Absolute nightmare....and that is one of the reasons i never bought property in Egypt also in my opinion the country is far to unstable to invest in.....anyway good luck with trying to sort it all out and if i find out anymore information i will let you know.


----------



## Eco-Mariner (Jan 26, 2011)

Evertyhing that we witness in Egypt is BOGUS... 
Do not fall for these scams as the situation with laws and decrees are null and void until a new fully functional government is actually in place, with a new Constitution, an honest elected President resides and the Ministry responsible for collecting taxes has a regulatory body watching over them.... What is in place now is not transparant or accountable.

Eco-Mariner


----------



## lewroll (Oct 29, 2010)

The plot thickens - apparently I am told that I too have a tax bill waiting for me in the complex's office. I am told it is nothing to do with rental income just a tax that all home owners (including Egyptians) must pay. Haven't picked it up yet and won't for some time to be honest. I have decided only to pay this bill if it is addressed to me personally, at my exact address and is on authentic government headed notepaper.
Sad that this country makes you feel suspicious of everyone and everything!


----------



## hurghadapat (Mar 26, 2010)

lewroll said:


> The plot thickens - apparently I am told that I too have a tax bill waiting for me in the complex's office. I am told it is nothing to do with rental income just a tax that all home owners (including Egyptians) must pay. Haven't picked it up yet and won't for some time to be honest. I have decided only to pay this bill if it is addressed to me personally, at my exact address and is on authentic government headed notepaper.
> Sad that this country makes you feel suspicious of everyone and everything!

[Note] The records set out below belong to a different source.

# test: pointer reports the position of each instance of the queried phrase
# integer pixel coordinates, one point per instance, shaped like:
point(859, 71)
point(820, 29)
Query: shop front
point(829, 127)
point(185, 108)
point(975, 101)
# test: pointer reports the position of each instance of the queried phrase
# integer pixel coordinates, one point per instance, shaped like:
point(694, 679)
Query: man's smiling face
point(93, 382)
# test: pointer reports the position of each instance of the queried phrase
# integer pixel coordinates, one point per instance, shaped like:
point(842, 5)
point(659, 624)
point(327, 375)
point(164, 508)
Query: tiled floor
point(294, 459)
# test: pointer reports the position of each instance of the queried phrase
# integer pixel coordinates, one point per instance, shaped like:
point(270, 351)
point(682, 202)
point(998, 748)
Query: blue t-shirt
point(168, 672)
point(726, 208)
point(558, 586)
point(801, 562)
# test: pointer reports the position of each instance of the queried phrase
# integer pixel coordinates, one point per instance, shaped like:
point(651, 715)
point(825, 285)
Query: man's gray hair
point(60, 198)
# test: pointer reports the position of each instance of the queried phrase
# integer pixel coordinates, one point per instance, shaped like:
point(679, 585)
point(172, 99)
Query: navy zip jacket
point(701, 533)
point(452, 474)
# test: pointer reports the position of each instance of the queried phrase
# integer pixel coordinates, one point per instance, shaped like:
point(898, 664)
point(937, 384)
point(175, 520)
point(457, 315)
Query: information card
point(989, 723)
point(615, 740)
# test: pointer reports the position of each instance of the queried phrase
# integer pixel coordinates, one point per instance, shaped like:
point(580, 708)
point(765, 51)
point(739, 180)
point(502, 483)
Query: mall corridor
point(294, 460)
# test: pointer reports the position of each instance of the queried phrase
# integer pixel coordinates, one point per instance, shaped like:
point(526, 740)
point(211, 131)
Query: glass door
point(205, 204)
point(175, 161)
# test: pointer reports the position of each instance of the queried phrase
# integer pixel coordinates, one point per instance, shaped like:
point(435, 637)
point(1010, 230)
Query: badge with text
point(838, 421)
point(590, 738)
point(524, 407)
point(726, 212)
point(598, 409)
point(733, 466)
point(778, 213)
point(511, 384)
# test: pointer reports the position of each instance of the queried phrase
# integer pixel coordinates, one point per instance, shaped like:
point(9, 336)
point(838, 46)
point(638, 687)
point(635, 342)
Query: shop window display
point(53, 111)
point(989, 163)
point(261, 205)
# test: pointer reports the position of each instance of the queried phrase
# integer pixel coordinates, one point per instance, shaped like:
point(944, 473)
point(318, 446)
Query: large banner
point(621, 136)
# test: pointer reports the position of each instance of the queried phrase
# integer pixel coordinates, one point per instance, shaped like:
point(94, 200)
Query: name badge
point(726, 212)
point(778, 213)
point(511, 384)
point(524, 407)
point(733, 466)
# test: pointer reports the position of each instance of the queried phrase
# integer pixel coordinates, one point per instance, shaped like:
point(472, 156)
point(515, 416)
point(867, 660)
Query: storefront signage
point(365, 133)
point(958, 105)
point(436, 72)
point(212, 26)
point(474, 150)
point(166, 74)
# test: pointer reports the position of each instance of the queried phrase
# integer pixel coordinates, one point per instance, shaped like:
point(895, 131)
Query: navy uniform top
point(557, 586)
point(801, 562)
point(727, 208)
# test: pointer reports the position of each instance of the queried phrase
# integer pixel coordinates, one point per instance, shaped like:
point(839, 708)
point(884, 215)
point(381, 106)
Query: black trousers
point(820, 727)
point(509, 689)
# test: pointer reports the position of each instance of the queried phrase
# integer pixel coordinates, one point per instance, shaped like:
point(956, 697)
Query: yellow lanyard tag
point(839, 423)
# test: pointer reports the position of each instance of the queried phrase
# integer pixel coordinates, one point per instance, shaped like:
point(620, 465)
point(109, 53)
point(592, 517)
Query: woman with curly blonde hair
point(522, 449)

Welcome to Egypt ..exact address...well that's a difficult one when you live in egypt...only way i could get mail was by getting a PO Box and even then some went missing.


----------



## Gounie (Jan 27, 2011)

On a forum for where I live they are claiming this article to be correct:

Egypt homeowners to be notified of due property taxes in July - Economy - Business - Ahram Online

_Starting in July, Egyptian property owners will receive a note from the tax authority informing them of the sum they are required to pay in property taxes, Hassan Abbas, head of Egypt's Property Tax Authority, said on Wednesday.

Property owners will have 60 days in which to file an appeal if they believe the requested amount has been overestimated. The government must reply to all appeals within 30 days.

Notes will not be sent to owners of exempted properties. Recent amendments to a 2008 property law exempted single-home owners from the tax, and raised the bracket for taxed properties from those worth LE500,000 to those worth LE2 million.

According to the law, local committees are to be drawn up to estimate properties' rent values, 30 percent of which will be deducted to cover property maintenance expenses. The remaining figure will be taxed at a rate of 10 percent.

The application of property taxes in Egypt has been repeatedly postponed in recent years, but is now deemed crucial to curbing a widening state budget deficit.

Property taxes are expected to bring in between LE2 billion and LE3 billion in additional government revenues.

Many villa owners have paid their bills. I haven't received anything for my apartment._


----------



## lewroll (Oct 29, 2010)

Thanks for that Gounie.

The bill that my friend has been told she owes dates back to 2007 and is supposedly what she owes up to June 2013 so this particular information does not relate to it. Still having difficulty finding any information about this tbh.


----------



## canuck2010 (Jan 13, 2010)

This story was just posted too: Property tax amendments to lessen economic burden on investors: Government official - Daily News Egypt


----------



## Bob2 (Dec 24, 2012)

canuck2010 said:


> This story was just posted too: Property tax amendments to lessen economic burden on investors: Government official - Daily News Egypt


If I owned a home that cost under EGP 500,000, would I then be exempt from paying taxes even if I rented it out?


----------



## lewroll (Oct 29, 2010)

Bob2 said:


> If I owned a home that cost under EGP 500,000, would I then be exempt from paying taxes even if I rented it out?


If you can work that out, please let me know.


----------



## Bob2 (Dec 24, 2012)

Surely someone can answer that question.


----------



## lewroll (Oct 29, 2010)

I live in hope but don't hold my breath. 

The new revised law which apparently hasn't been implemented yet, seems to indicate that one home valued at 2 million le or less is exempt but does not specify whether that is only if you do not rent it out or not. You pays your money and you takes your choice. Of course, the whole law could change again!


----------